I prefer to maximize $z$, the visualization is more familiar, since $z$ is "up."
Think about how the plane $x+y+z=1$ meets the sphere $x^2+y^2+z^2=3$. Note that the plane has $x$-$y$ symmetry.
The highest point on the circle of intersection has $x=y$. So at the maximum we have $z^2+2x^2=3$, $z+2x=1$. Solve for $z$. We get $z=5/3$.
Added: The geometry is clear, but here is some algebraic backup. We have $x^2+y^2=3-z^2$ and $x+y=1-z$. Thus
$(x-y)^2=2(x^2+y^2)-(x+y)^2=(6-2z^2)-(1-2z+z^2)=5+2z-3z^2.$ Since $5+2z-3z^2=(5-3z)(1+z)$, and $(x-y)^2 \ge 0$, we conclude that $(5-3z)(1+z)\ge 0.$ We are interested in positive $z$, so $5-3z \ge 0$, meaning that $z\le 5/3$, with equality when $x=y$.

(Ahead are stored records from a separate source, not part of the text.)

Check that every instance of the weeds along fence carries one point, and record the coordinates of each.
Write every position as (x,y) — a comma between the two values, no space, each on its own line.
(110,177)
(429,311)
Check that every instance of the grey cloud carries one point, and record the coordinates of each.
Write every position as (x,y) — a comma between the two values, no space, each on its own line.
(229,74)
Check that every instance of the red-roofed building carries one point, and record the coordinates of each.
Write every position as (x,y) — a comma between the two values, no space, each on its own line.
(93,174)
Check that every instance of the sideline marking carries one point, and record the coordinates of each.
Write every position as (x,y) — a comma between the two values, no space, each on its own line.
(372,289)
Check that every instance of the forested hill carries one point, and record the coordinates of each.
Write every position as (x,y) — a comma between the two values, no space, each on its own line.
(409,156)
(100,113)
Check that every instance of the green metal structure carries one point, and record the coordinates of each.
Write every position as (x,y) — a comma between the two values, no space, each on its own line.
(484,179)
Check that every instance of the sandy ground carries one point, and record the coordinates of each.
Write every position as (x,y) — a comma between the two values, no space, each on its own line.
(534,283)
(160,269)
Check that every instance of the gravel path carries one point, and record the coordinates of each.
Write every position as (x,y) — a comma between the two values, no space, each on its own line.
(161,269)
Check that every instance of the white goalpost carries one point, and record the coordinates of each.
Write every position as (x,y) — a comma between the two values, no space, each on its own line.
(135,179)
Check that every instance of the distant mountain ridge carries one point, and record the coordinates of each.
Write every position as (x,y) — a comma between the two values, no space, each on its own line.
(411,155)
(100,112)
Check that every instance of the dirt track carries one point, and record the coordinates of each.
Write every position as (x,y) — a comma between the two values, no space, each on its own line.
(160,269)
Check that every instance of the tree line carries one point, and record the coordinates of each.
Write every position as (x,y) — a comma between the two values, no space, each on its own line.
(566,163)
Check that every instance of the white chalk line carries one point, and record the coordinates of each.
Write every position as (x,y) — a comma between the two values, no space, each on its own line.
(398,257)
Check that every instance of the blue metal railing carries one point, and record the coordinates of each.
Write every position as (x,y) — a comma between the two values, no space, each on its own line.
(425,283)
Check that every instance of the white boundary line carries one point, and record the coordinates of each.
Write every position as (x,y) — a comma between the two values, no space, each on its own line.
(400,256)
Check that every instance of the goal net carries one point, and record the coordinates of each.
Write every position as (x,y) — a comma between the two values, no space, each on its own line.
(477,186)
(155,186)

Comment: About how to solve "this kind of problem," it depends how widely one interprets "this kind." The only fairly general kinds of techniques are numerical. For certain restricted classes of problems, Lagrange Multipliers can be useful. Here we took advantage of the symmetry. Special, perhaps, but many physically important problems have natural symmetries.